Suddenly, Sylvaris spoke, and her voice was far quieter than before.
“…Aurora is partially right.”
The matron’s fingers had not stopped threading through Sera’s hair.
“When I carried you…” She took a slow breath. “…it was not a kind pregnancy. My body fought it at every turn, and the labor was worse. After sixteen hours my mother decided I was not going to survive the delivery, so she had the healers cut me open and pull you out.”
A beat.
“I never finished what a mother’s body is supposed to finish.”
Sera had gone still against her mother’s chest.
“…Why didn’t you ever tell me?”
The question came out small, muffled against Sylvaris’s collarbone.
“It was not something a child should have to concern herself with.”
A breath passed between them.
“And… I was ashamed.”
The word sat in the air with a weight that made the matron’s composure thin to almost nothing, and the next words came out softer, aimed at no one, as if she were reading them off the leaves.
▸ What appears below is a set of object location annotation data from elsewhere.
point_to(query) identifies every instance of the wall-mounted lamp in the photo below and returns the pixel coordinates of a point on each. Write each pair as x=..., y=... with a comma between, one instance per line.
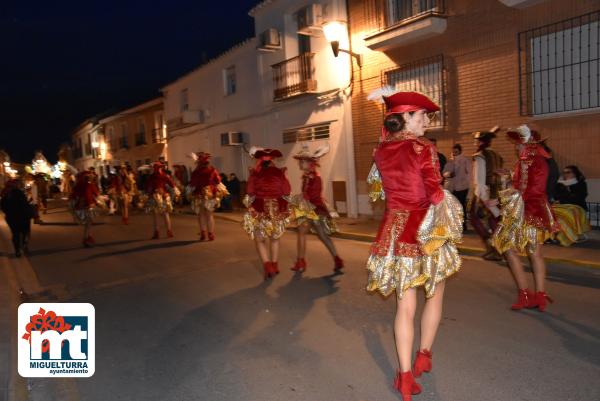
x=334, y=32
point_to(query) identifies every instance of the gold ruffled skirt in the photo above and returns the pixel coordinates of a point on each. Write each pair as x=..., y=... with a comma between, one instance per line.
x=159, y=203
x=303, y=211
x=271, y=223
x=437, y=257
x=573, y=223
x=513, y=230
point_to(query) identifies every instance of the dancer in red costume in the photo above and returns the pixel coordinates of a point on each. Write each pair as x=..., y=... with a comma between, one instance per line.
x=310, y=210
x=416, y=242
x=206, y=193
x=159, y=197
x=83, y=202
x=121, y=189
x=268, y=214
x=527, y=218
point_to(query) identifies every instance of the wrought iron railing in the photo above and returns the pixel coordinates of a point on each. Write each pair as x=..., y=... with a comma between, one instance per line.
x=427, y=76
x=294, y=77
x=383, y=14
x=559, y=66
x=140, y=138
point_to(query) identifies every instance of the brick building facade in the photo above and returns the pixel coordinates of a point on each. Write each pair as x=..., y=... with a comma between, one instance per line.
x=488, y=64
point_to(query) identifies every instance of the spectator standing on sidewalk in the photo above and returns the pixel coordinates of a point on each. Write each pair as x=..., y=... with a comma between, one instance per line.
x=18, y=213
x=458, y=173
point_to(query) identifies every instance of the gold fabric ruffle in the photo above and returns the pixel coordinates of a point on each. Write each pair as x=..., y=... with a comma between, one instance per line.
x=159, y=203
x=376, y=186
x=304, y=211
x=271, y=223
x=514, y=231
x=438, y=235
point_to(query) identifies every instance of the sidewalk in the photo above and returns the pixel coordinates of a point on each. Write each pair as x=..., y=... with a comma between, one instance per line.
x=585, y=254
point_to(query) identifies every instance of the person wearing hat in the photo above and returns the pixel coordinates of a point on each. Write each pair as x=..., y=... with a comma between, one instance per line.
x=311, y=211
x=483, y=212
x=158, y=186
x=206, y=191
x=527, y=218
x=18, y=213
x=416, y=242
x=268, y=214
x=121, y=189
x=83, y=202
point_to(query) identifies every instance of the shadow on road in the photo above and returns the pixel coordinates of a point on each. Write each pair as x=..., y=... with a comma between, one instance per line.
x=161, y=245
x=249, y=335
x=581, y=340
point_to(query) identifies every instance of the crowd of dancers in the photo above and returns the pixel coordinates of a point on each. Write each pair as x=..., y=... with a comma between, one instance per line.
x=416, y=244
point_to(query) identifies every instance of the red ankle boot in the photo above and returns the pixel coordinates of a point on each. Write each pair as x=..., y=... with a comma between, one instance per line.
x=539, y=300
x=407, y=386
x=422, y=362
x=268, y=270
x=300, y=265
x=524, y=300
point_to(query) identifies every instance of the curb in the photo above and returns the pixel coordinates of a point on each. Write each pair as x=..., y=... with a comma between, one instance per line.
x=466, y=250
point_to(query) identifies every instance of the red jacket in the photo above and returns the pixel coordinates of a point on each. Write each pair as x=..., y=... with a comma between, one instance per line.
x=530, y=178
x=157, y=182
x=411, y=180
x=205, y=176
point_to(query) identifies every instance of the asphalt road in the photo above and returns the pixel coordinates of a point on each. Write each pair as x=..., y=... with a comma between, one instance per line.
x=178, y=319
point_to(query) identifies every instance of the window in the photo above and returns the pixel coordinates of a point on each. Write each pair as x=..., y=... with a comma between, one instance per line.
x=425, y=76
x=311, y=132
x=183, y=100
x=559, y=66
x=123, y=141
x=230, y=80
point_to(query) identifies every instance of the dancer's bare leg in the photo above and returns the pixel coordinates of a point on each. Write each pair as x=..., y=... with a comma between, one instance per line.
x=516, y=267
x=539, y=268
x=261, y=248
x=301, y=239
x=431, y=317
x=404, y=327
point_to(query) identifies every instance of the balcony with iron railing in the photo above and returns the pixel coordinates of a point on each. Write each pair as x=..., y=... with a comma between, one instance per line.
x=294, y=77
x=394, y=23
x=140, y=139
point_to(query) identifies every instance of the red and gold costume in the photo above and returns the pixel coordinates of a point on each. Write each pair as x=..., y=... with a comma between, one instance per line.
x=158, y=189
x=84, y=198
x=527, y=218
x=416, y=242
x=205, y=189
x=268, y=187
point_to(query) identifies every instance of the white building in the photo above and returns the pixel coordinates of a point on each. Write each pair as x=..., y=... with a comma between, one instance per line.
x=283, y=89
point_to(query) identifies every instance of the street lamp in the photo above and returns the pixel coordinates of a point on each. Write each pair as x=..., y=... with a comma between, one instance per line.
x=334, y=32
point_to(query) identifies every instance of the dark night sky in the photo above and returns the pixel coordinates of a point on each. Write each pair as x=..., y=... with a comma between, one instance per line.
x=64, y=61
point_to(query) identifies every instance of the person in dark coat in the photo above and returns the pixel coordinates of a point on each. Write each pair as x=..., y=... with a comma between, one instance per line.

“So when you ask what the difference is between this and that…” Sylvaris’s whispered dejectedly. “The difference is that Lucille actually did it, and I was too weak to manage even that much.”
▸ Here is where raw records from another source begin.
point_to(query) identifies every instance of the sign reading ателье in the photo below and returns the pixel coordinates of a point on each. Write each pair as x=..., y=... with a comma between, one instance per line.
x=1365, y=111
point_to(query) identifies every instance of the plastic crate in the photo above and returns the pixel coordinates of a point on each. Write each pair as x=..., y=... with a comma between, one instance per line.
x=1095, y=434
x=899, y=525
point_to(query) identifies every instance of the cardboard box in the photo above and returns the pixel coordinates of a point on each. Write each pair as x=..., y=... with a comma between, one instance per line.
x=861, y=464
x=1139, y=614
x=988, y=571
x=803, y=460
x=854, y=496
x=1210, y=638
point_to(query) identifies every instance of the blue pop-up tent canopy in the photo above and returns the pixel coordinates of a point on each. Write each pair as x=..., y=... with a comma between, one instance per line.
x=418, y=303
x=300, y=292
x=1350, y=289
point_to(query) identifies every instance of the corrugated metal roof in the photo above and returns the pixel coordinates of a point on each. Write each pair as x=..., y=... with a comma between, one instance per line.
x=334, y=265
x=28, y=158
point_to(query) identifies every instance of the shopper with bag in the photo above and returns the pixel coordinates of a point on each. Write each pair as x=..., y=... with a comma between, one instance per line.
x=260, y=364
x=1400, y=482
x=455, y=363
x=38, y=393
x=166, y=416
“I am a failure of a mother… Lady Luminara’s favor is wasted on someone like me…”
Sera’s body moved before the sentence finished.
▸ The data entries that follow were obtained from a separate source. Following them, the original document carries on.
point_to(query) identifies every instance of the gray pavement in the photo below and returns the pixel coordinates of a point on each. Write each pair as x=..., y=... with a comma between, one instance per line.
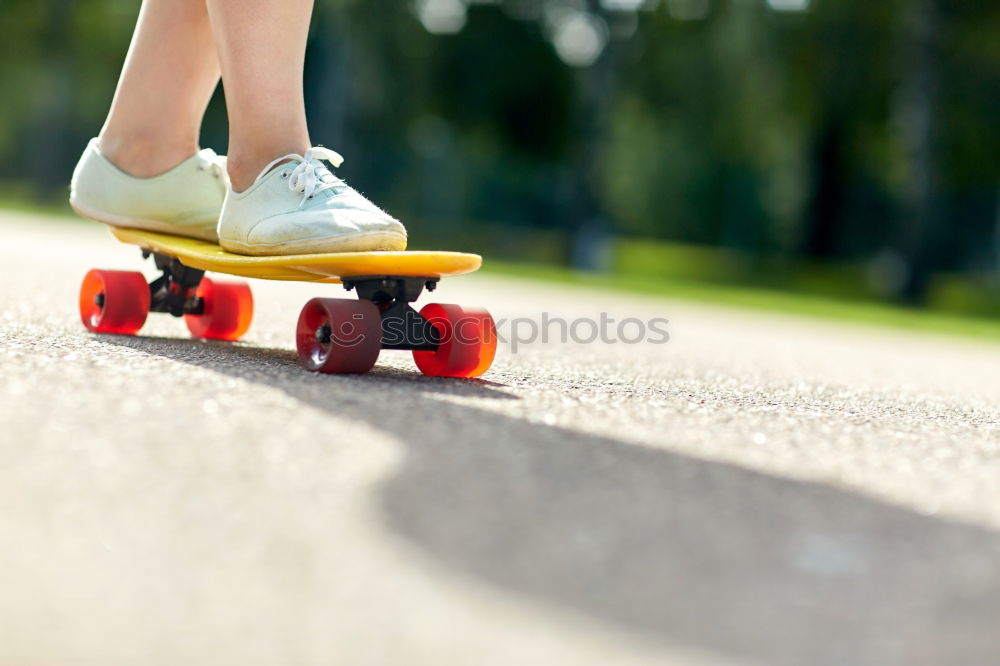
x=759, y=490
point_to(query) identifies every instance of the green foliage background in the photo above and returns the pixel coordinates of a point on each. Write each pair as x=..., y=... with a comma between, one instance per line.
x=851, y=147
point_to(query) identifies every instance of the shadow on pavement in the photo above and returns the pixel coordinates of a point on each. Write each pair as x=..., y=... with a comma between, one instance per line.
x=757, y=567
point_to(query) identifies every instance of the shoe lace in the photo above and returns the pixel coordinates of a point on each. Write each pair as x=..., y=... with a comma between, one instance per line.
x=309, y=179
x=209, y=160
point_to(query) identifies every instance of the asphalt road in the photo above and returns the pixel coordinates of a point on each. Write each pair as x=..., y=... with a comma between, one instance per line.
x=758, y=490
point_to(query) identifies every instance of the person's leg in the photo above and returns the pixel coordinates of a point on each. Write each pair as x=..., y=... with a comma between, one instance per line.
x=169, y=75
x=261, y=46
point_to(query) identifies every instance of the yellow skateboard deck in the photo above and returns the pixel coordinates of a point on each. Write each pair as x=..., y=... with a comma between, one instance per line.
x=330, y=268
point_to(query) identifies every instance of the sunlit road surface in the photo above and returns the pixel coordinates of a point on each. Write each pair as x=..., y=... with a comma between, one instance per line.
x=759, y=490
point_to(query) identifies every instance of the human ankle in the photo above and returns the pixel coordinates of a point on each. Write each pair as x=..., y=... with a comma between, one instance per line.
x=143, y=155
The Dawnbringer, who had spent the last several hours producing complaints at a volume and register her Vaelorith ancestors would have disowned her for, shoved herself upright against the agony in her core, grabbed her mother by both shoulders, and hauled Sylvaris into a hug so fierce the matron’s breath left her in a single startled sound.
“Don’t you dare say that, Mom!”
Sera’s voice cracked on the word and the crack ran all the way through her, splitting the whining daughter open and leaving the woman underneath.
“You are the best mother I have ever known, and I would not trade you for anyone in this world or any other,” Sera decreed fiercely. “We’re going to survive this ritual together!”
She squeezed harder.
“Got it?”
Sylvaris did not answer right away.
Her arms, which had fallen loose when Sera pulled her up, rose slow and wrapped around her daughter’s back. Her fingers found Sera’s spine through the thin silk and pressed there, trembling once before they steadied. The matron’s eyes closed, and the tears that had been sitting behind her composure since the word ‘failure’ left her mouth broke free in two quiet lines down her cheeks.
“…I’ll try my best, Daughter.”
It came out small and thick.
She tucked her chin over Sera’s shoulder and held on.
The courtyard did not comment. The women on the moss who had heard the exchange took it in through their own pain and held their silence, because some moments belonged only to the people inside them. Even Kitsara’s tails had gone still.
Then the rite pulsed, and the agony rolled back through every body on the greenery, and the suffering amplified in a chorus of groans that carried a warmth underneath them now that had not been there a minute earlier.
Minutes passed by in utter agony.
Then…
“Shouldn’t you be enjoying this?”
Ayame’s voice carried across the courtyard from her patch of moss, thin and ragged yet full of energy at the same time.
Iris’s head came up off the greenery.
“What?”
“Your entire class is built around suffering,” Ayame managed through her teeth. “Pain is your fuel, your identity, your whole thing. This should be a spa day for you.”
The growl arrived instantly. “Let me get my hands on you and I’ll show you a spa day…”
Iris dragged herself across the moss on her elbows, closing the three meters between them with grim focus, fully intent on handling this. “Come, then! Time to settle this!” Ayame matched her with a shove off one knee, because backing away from a crawling Iris was not something her pride would permit.
“I’m starting to respect Kaede,” Iris hissed as the gap narrowed.
Ayame’s eye twitched.
Iris ventured to explain before Ayame could even ask for clarification. “She managed to tolerate you for eighteen years. She harbors a saintly patience.”